The focus on these conditions reflects both significant research activity and continuing evidence gaps. Although more than 23 therapies have been approved for IBD, there is currently no cure, and treatment is often highly individualized, with patients frequently cycling through up to five lines of therapy before finding an effective treatment. MASH has become an increasingly important area of research following the approval of the first disease-modifying therapy in 2024, yet real-world clinical data from routine gastroenterology practice remain relatively scarce.
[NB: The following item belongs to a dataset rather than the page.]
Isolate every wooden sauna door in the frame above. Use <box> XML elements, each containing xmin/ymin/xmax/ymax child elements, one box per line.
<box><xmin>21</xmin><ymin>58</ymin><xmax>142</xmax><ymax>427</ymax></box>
The organizations noted that independent community gastroenterology practices represent an important source of clinical data because they capture long-term disease management and treatment decisions as they occur in routine care, providing insights that may complement evidence generated through clinical trials.

Commenting on the collaboration, Vish Srivastava, Co-Founder and CEO of Century Health, said:

"Our aim is to bring shared value for patients, clinics, and biopharma by helping show how treatments work in real-world clinical practice. With more than 21,000 patients across IBD and MASH, Arizona Gastrointestinal Associates has the scale to generate evidence to understand how these diseases actually progress and how patients respond to treatment outside of clinical trials.”